Figure 6: FA (finish-line accuracy) degrades monotonically with difficulty increases, with worst-case drops of 19pp, substantiating the growing impact of navigation complexity.
Detailed failure taxonomy demonstrates that agents often succeed at correct tool invocation, yet select or extract facts from incorrect navigation targets. Furthermore, agent strategies to recover from partial progress show that high navigation and tool-use rates do not always guarantee a correct answer—compositional aggregation remains an additional challenge.
Implications, Limitations, and Future Opportunities
AAR exposes limitations in current LLM agent architectures—specifically, their inability to robustly solve complex, compositional, real-world tasks requiring nontrivial navigation and fact discovery.
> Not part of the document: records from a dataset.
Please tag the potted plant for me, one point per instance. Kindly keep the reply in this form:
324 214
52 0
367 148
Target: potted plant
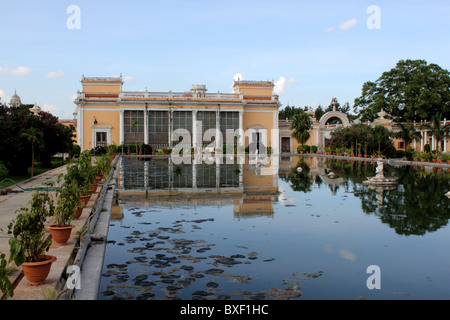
29 241
66 203
81 173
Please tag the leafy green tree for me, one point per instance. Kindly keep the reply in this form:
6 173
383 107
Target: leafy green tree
35 138
413 90
319 112
301 123
372 140
438 131
407 133
289 112
16 144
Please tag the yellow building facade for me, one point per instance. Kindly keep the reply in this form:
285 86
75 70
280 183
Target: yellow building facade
108 115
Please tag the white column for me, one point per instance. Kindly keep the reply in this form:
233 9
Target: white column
422 140
80 127
194 131
122 127
445 139
170 127
218 133
241 128
145 126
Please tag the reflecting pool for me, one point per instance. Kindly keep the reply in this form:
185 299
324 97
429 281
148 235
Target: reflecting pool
310 231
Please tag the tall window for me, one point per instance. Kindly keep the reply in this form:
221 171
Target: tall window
230 121
134 121
208 119
134 126
158 127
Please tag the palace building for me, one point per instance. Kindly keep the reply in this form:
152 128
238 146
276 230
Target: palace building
108 115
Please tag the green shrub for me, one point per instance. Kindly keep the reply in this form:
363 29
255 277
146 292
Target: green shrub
399 154
75 151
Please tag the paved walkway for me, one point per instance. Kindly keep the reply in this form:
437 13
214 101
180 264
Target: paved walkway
9 204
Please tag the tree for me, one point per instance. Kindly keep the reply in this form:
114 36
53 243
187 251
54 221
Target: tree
413 90
289 112
407 133
319 112
301 123
16 148
438 131
372 140
35 138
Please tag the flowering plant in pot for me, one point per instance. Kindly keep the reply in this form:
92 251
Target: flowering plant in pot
81 174
29 241
68 201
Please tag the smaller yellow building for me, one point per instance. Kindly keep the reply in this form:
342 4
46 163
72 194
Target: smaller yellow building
322 128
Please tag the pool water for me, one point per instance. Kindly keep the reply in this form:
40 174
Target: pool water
224 232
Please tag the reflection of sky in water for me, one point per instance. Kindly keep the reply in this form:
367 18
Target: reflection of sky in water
319 242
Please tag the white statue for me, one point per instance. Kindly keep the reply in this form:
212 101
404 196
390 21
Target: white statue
379 169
Purely increasing model size or internal “reasoning” (as in the case of GPT-OSS-120B) does not overcome the navigation bottleneck and merely increases resource use without accuracy gains.
Shortcut solution strategies, where an agent bypasses navigation and reasons directly from tool argument inference, are detected by low PVR and remain a nontrivial success that AAR’s decomposed metrics can explicitly measure. However, even with these “shortcuts,” overall accuracy remains low, confirming the structural hardness of the benchmark.
Future research should address:
- Targeted retrieval and verification over more exhaustive (and error-prone) searching.
- Deeper integration of navigation and tool-use policies for complex DAGs with richer branching and more ambiguous clues.
- Richer, domain-general compositionality (multi-season legs, cross-episode state, and more diverse sources than Wikipedia).
Conclusion
The AAR benchmark sets a new standard for evaluating tool-augmented LLM agents, demonstrating that strong tool-use alone does not translate into holistic problem-solving: navigation and compositional reasoning constitute the principal limitations. As LLM-based agents are increasingly deployed in open-ended and compositional real-world tasks, research must prioritize robust navigation, targeted multimodal fact-finding, and the fusion of navigation and tool utilization strategies. AAR provides the framework and diagnostics for such progress.